A Place Called Space
Day 9

Supported by Wellcome Trust

Two worlds in space

Just metres apart, and hundreds of miles from planet Earth, the Russian and American ISS crews lead very different lives.

  • Illustration of Russian and American space suits

    Russian and American space suits.

    Credit: Royal Institution/Anthony Lewis

As long-running tensions continue to bubble between Russia and the USA, the International Space Station stands out as a gleaming beacon of international collaboration. A bastion of unity rising above all the terrestrial troubles.

But the station itself is actually very divided. Despite being 400km from any other people, the teams at opposite ends operate largely independent of each other. The result? Two microclimates of behaviour and habit: the USA astronauts (along with the Europeans, Canadians and Japanese working in the US segment) doing things one way, the Russians another.

Let us have a taste

In 2014 the crew of Expedition 40 successfully harvested lettuce grown entirely on board the space station.

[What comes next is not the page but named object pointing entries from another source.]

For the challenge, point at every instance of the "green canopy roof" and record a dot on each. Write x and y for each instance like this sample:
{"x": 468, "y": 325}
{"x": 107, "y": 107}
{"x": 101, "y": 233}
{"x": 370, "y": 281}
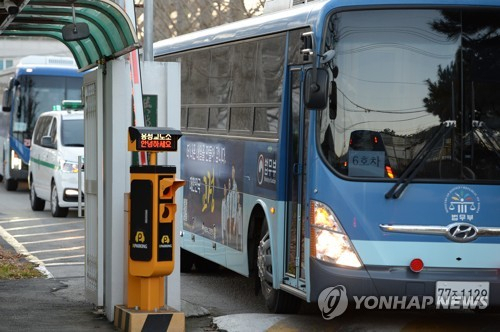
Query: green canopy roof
{"x": 111, "y": 31}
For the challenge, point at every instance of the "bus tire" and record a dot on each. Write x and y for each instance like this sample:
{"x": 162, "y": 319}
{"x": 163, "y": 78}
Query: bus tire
{"x": 11, "y": 185}
{"x": 37, "y": 204}
{"x": 57, "y": 211}
{"x": 187, "y": 261}
{"x": 277, "y": 301}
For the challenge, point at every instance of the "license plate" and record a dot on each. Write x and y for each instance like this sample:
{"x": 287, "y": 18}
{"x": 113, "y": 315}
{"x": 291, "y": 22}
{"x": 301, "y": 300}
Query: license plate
{"x": 462, "y": 294}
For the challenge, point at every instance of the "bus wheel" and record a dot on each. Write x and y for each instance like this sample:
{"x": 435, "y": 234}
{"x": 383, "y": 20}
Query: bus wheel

The feast was meticulously frozen and brought back to Earth for testing.

On 10 August 2015, the astronauts of Expedition 44, Scott Kelly, Kjell Lindgren and Kimiya Yui had the first taste of lettuce grown entirely in space. This tasting of red romaine lettuce, a symbolic step in the path to long-distance human space travel, was greeted with much fanfare. You can even watch the seminal moment in full 4K HD on YouTube.

The Russian cosmonauts, on the other hand, have been chomping happily away on their crops since 2003, eating half of everything they grow.

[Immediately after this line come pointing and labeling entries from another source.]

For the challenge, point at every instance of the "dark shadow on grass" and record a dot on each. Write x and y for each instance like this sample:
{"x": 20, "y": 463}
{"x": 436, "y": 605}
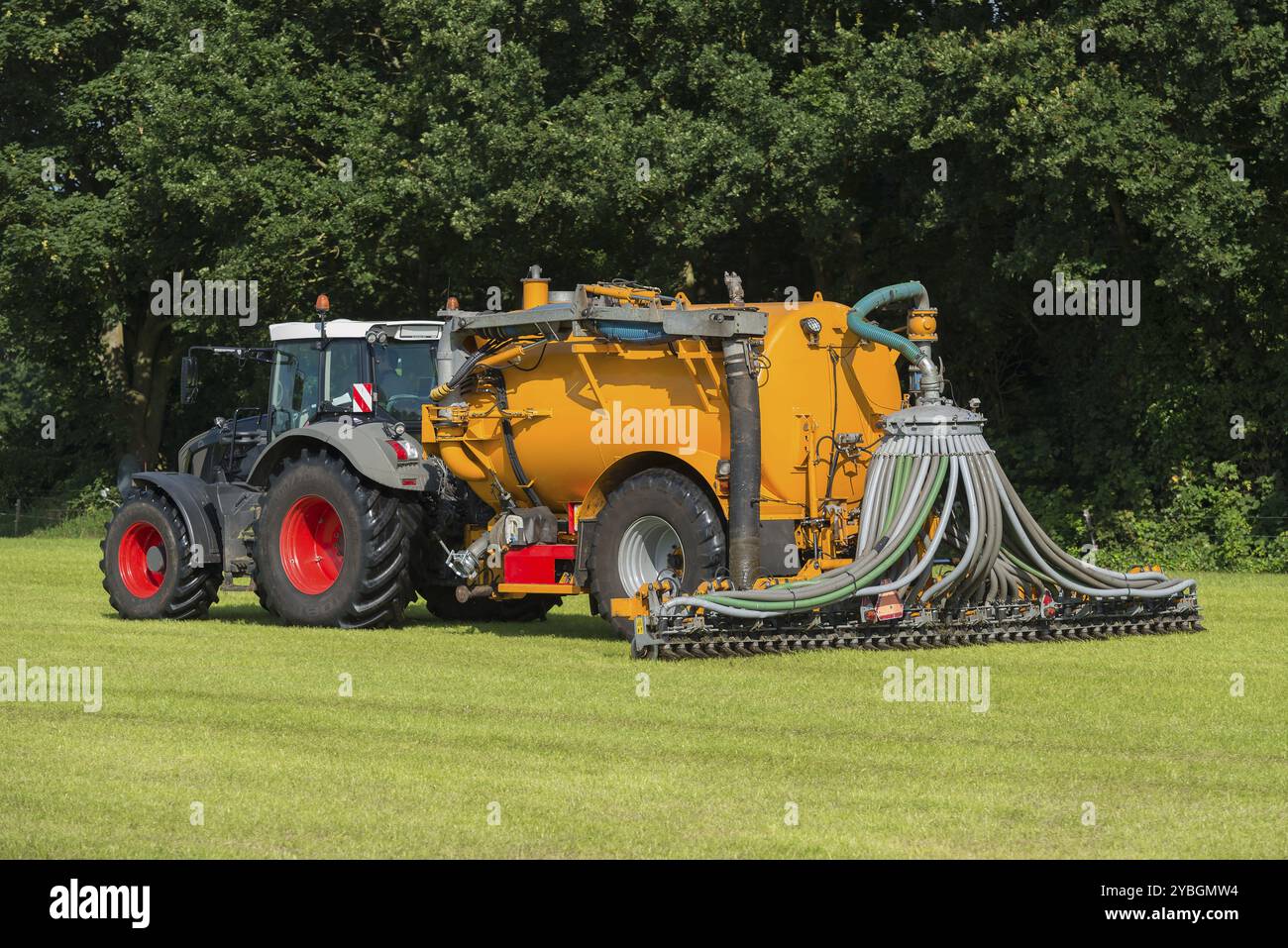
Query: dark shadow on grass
{"x": 245, "y": 610}
{"x": 555, "y": 625}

  • Illustration of lettuce

    Credit: Royal Institution

Suiting up

Two suits are used on the ISS for dangerous forays outside the station. The Russian solution is the Orlan EVA suit: a semi-rigid one-piece that takes a mere five minutes to put on.

The Americans, meanwhile, don the Extravehicular Mobility Unit (EMU): a two-piece suit that takes a full 15 minutes to slip into. It does, however, look pretty slick:

  • An American EMU and Orlan EVA suit.

    An American EMU (left) and Orlan EVA suit (right).

    Credit: NASA/HPH

  • Illustration of Russian and American space suits

    Illustration of Russian and American space suits

    Credit: Anthony Lewis/Royal Institution

Keeping track

One of the most common frustrations astronauts mention is that their whole lives are carefully scheduled by the team at mission control. Someone back on earth keeps a tight inventory of everything in the USA modules, cataloguing the precise location of everything.

The Russians deal with it themselves, which is something of a mixed blessing: you can put your socks wherever you like, but you have to catalogue your every move.

If it's broke...

The approach to broken kit is very different at the opposite ends of the station. Although constant repairs throughout the space station are necessary, for the US team, once something gets worn out or broken, a replacement becomes the priority. The Russians have a more make-do attitude, and aim to fix rather than replace. In 2006, and again in 2011, the cosmonauts repurposed a defunct suit to act as an amateur ham radio satellite, with antennas on the helmet and a radio transmitter inside.

Illustration of Russian and American planes

Facing off: many astronauts were at war with each other in previous lives. Credit: Anthony Lewis/Royal Institution

Friends at last

Many astronauts and cosmonauts know the troubled past of the two nations all too well. Lots of them have military backgrounds, particularly as pilots. In fact, many astronauts who have ultimately worked together to take man into space once flew against each other in tense airborne interactions.

2015 Christmas Lecturer Kevin Fong tells a classic NASA tale: over lunch in the canteen, an American pilot is telling his friends about how, in the 80s, he was sent to see off a Russian plane that had breached American airspace near Alaska. He caught up with the intruder, but after some aerobatic manoeuvring, the Russian pilot got the upper hand, and caught the American in a missile lock from behind. Satisfied with his victory, the Russian plane pulled up beside the American pilot, flipped upside down and waved, then flew off. From the other side of the lunch hall, in a thick Russian accent, someone then yells “That was you!? That was me!”

This article is part of ‘A Place Called Space’, the 2015 Royal Institution advent calendar.